The couple bought a five-year-old print shop franchise called the Printhouse Express in Vienna, drawing on Betty Stewart's experience as a graphic artist at an architectural firm and Dave Stewart's background in computers. They also thought that a franchise offered the support they would need.

"We liked the idea of running our own company where I'd be in charge of production and design and Dave could keep the books," said Betty Stewart.

Business wasn't bad, but there were problems, she said. "We were breaking even, but we realized that we had no skills in managing our four employees." Her husband added, "There were times when we thought about throwing the towel in."

After a year of frustration, the Stewarts hired a consultant. "We hated to pay a management consultant because the average fee was $80 or $90 a hour, but we were going to make this work," said Betty Stewart.

They had only seen the consultant once when a friend introduced Betty Stewart to less expensive advice available to small businesses -- the Service Corps of Retired Executives, in the person of Bob Leavitt. "We were lucky to meet Bob," she said. "He gave us good, solid advice."

Leavitt, a retired businessman, is the Washington area chairman of SCORE, a program of the Small Business Administration.

He is one of about 13,000 volunteer counselors nationwide who advise small-business for free. Leavitt, retired after a 30-year career with the DuPont Co., sat down with the Stewarts and acted as a sounding board for their frustrations.

"One of the biggest problems the Stewarts were having difficulty with was employee management," said Leavitt.

"They were specifically having problems with an employee not doing the job correctly. We established a measuring stick of what they expected of the worker and to what extent they would have to go before the employee did the job properly. Eventually, employers have to realize that they must fire a worker before the business begins to suffer."

"It was extremely hard to have to fire that first employee," said Dave Stewart. "We agonized over it for days. But we made the right decision."

Leavitt said the Stewarts' problems are typical of new business owners.

"Five out of six small business owners fail in their first two years due to poor management and lack of finance," he said.

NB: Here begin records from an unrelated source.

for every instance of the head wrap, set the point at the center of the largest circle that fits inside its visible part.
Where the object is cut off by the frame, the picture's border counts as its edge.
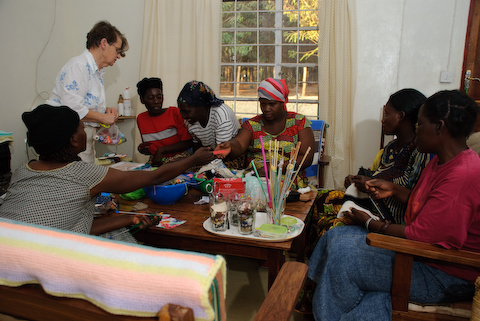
(49, 127)
(274, 89)
(198, 94)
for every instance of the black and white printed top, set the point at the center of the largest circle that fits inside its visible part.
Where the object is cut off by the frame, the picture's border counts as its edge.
(222, 126)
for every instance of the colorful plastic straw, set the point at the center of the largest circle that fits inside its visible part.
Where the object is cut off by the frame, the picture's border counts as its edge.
(258, 177)
(266, 171)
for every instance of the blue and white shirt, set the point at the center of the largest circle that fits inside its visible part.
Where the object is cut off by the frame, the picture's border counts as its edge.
(79, 85)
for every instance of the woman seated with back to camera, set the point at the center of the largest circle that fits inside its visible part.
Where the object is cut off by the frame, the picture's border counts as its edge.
(400, 161)
(208, 119)
(58, 190)
(274, 124)
(354, 280)
(164, 135)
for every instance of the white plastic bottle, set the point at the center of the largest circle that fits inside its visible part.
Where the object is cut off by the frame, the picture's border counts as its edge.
(127, 105)
(120, 106)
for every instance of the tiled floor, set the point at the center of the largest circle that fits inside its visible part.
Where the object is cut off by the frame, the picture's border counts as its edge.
(246, 290)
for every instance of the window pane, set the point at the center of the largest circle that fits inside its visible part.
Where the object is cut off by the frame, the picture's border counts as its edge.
(308, 37)
(247, 90)
(266, 19)
(228, 54)
(246, 5)
(289, 54)
(228, 20)
(266, 5)
(226, 90)
(308, 109)
(309, 18)
(290, 36)
(247, 54)
(309, 74)
(290, 4)
(308, 54)
(248, 74)
(227, 74)
(309, 4)
(290, 76)
(266, 54)
(244, 37)
(247, 20)
(228, 6)
(267, 37)
(228, 38)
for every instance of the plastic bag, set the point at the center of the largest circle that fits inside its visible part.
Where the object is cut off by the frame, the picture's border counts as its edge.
(110, 135)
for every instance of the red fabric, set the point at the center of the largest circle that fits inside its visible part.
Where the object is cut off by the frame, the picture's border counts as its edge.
(171, 118)
(444, 208)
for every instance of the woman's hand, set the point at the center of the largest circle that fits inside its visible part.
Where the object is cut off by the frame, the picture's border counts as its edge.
(158, 158)
(357, 216)
(225, 146)
(348, 181)
(144, 220)
(379, 188)
(143, 149)
(359, 181)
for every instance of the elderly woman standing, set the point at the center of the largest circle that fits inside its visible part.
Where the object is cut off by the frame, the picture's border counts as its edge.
(274, 124)
(354, 280)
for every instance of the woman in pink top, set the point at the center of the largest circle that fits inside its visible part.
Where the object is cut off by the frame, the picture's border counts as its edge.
(354, 280)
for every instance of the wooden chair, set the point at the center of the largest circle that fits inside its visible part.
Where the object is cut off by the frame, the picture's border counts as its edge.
(32, 303)
(406, 251)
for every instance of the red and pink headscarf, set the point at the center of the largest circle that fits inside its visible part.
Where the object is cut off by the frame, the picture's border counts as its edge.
(274, 89)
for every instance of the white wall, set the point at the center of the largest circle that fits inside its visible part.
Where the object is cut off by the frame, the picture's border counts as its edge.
(25, 29)
(401, 43)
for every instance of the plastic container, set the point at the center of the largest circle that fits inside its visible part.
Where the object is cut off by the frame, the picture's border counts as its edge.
(127, 104)
(219, 209)
(166, 194)
(273, 231)
(204, 185)
(120, 108)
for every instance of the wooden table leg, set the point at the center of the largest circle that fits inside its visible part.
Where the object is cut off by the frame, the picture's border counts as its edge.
(275, 261)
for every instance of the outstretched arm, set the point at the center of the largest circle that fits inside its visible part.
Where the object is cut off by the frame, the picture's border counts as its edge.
(379, 188)
(237, 145)
(104, 225)
(126, 181)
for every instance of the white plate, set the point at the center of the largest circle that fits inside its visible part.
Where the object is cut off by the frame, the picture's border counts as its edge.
(260, 219)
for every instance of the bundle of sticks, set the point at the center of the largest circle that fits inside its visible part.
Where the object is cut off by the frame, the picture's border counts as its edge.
(279, 182)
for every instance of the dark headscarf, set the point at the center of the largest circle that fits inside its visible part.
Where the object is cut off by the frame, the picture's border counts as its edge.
(198, 94)
(146, 83)
(49, 127)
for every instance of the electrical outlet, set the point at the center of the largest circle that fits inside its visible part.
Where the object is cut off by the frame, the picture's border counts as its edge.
(446, 76)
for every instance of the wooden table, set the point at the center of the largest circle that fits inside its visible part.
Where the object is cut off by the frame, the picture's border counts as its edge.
(192, 236)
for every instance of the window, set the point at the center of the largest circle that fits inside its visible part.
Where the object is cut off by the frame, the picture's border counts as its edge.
(269, 38)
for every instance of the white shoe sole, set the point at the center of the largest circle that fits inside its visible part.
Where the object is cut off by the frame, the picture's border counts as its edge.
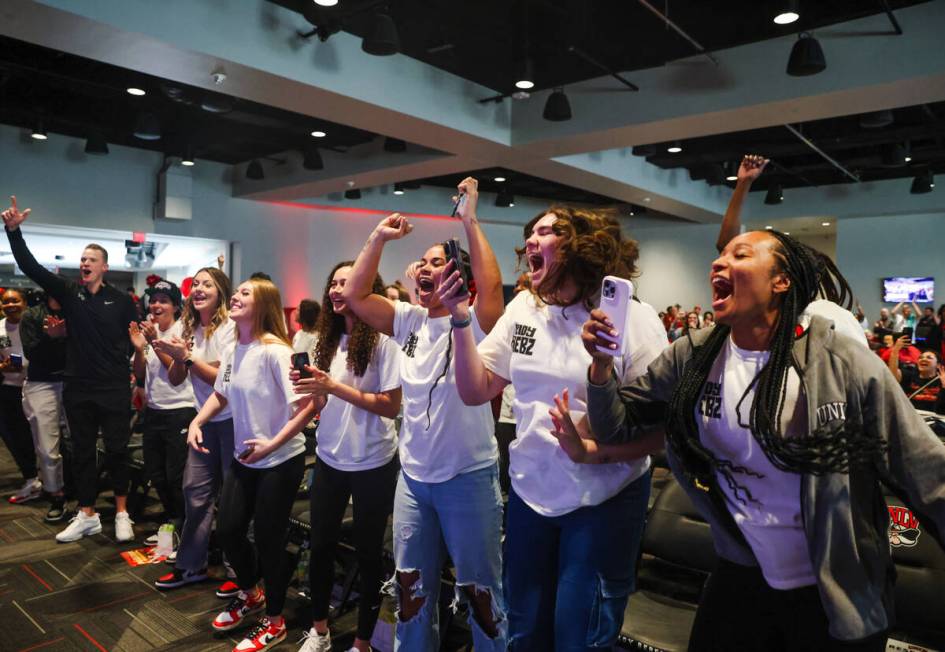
(95, 530)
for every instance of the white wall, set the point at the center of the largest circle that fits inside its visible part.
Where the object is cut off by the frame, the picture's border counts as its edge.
(297, 246)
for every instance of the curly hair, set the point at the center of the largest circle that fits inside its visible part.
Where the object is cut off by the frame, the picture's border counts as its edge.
(590, 247)
(331, 326)
(190, 318)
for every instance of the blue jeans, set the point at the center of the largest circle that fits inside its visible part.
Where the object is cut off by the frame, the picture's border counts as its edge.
(568, 578)
(461, 517)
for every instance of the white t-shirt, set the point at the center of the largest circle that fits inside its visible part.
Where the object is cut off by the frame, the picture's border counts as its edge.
(219, 345)
(303, 342)
(350, 438)
(12, 332)
(161, 393)
(254, 379)
(538, 348)
(772, 523)
(459, 438)
(843, 320)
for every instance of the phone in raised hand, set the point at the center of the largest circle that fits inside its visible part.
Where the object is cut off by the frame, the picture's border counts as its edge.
(615, 296)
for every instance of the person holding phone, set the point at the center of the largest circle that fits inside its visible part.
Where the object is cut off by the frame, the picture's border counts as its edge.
(170, 408)
(447, 499)
(354, 380)
(269, 450)
(14, 427)
(574, 530)
(96, 389)
(207, 336)
(780, 440)
(43, 333)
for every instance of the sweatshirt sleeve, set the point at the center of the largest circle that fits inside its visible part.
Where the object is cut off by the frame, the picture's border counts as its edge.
(54, 284)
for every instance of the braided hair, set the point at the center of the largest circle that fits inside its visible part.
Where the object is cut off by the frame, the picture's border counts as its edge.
(470, 284)
(828, 449)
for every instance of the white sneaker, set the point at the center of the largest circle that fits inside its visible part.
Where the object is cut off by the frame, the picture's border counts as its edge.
(123, 530)
(312, 641)
(80, 526)
(30, 490)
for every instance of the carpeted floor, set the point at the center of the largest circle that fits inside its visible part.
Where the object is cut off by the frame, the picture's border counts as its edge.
(85, 596)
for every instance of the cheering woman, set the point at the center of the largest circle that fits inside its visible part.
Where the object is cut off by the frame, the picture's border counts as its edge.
(780, 436)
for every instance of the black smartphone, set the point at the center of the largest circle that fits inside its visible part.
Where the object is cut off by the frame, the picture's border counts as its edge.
(299, 360)
(452, 249)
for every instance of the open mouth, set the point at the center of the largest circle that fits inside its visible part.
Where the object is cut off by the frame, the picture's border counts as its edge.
(721, 291)
(535, 262)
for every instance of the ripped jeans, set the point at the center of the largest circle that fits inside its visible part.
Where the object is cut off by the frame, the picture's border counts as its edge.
(462, 518)
(568, 578)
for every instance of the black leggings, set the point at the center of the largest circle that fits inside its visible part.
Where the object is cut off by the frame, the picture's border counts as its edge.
(165, 455)
(373, 493)
(15, 430)
(739, 611)
(264, 496)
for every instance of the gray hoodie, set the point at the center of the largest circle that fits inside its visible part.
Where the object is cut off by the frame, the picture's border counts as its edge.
(844, 515)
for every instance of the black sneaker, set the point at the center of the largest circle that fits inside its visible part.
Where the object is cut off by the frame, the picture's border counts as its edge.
(57, 510)
(178, 577)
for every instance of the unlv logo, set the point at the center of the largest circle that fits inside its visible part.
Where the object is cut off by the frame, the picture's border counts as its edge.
(903, 527)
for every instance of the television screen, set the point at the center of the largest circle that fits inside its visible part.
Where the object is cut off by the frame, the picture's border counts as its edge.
(920, 289)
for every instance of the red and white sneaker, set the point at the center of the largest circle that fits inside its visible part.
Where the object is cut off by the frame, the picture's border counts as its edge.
(228, 589)
(237, 610)
(262, 637)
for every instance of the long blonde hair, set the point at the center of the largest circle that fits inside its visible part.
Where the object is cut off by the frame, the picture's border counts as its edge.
(268, 319)
(190, 318)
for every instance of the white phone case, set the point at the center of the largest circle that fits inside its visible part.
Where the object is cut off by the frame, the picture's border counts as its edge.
(615, 296)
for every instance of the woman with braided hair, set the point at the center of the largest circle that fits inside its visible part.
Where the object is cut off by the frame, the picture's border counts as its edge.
(781, 437)
(447, 499)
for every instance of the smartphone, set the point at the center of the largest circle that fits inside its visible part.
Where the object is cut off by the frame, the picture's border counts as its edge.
(451, 247)
(299, 360)
(461, 200)
(615, 296)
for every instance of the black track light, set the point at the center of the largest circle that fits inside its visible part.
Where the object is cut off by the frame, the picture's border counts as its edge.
(807, 57)
(775, 195)
(147, 127)
(382, 39)
(312, 159)
(923, 183)
(394, 145)
(95, 145)
(557, 107)
(254, 170)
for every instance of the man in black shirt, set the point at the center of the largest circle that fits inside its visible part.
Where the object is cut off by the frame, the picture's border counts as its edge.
(97, 390)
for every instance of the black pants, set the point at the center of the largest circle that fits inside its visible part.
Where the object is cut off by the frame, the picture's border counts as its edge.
(373, 493)
(15, 430)
(88, 411)
(165, 455)
(739, 611)
(264, 496)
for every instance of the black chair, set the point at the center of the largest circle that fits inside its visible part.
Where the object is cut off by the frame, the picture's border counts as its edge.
(678, 557)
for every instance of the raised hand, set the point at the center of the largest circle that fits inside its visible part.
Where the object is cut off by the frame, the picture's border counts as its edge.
(467, 208)
(393, 227)
(452, 292)
(751, 167)
(138, 340)
(13, 216)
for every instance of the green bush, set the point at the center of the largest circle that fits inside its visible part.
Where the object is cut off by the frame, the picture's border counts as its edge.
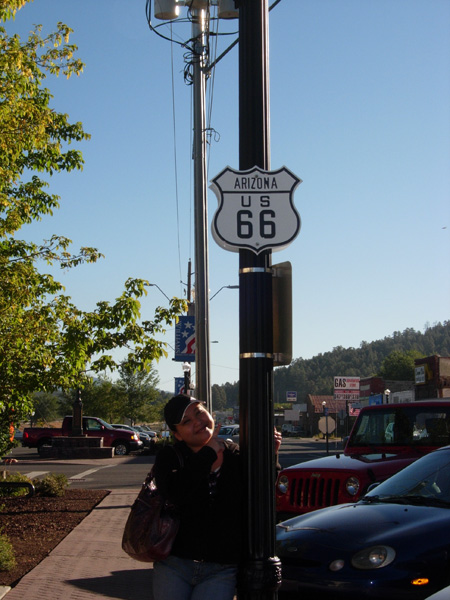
(7, 558)
(14, 491)
(52, 485)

Leavitt said people must identify their market before they open and evaluate the competition. "They need to ask themselves the very tough question: 'What is it that is unique about my business?' "

Since its creation in 1964, SCORE has provided training and counseling to about 2.5 million clients and has a $2.5 million annual budget, according to Leavitt.

In 1989, the 30 Washington volunteers counseled about 2,200 small business owners, according to Leavitt.

There are SCORE offices around the metropolitan area.

"But we are only able to reach 1{percent} or 2 percent {of potential clients} because we don't have enough counselors. I'm backlogged two to three weeks," he said.

Leavitt said that there is no typical client.

"They're all over the map," he said, "from retail and restaurant owners to consultants and government suppliers, even flower shop owners."

A counselor since 1987, Leavitt said he has several reasons for being a SCORE volunteer.

"All along in my business career there were people that helped me and I could never repay them. And when you stop and think about how small businesses fail -- we have to help them to succeed. I hate to see people lose money. Failed businesses destroy families and human beings."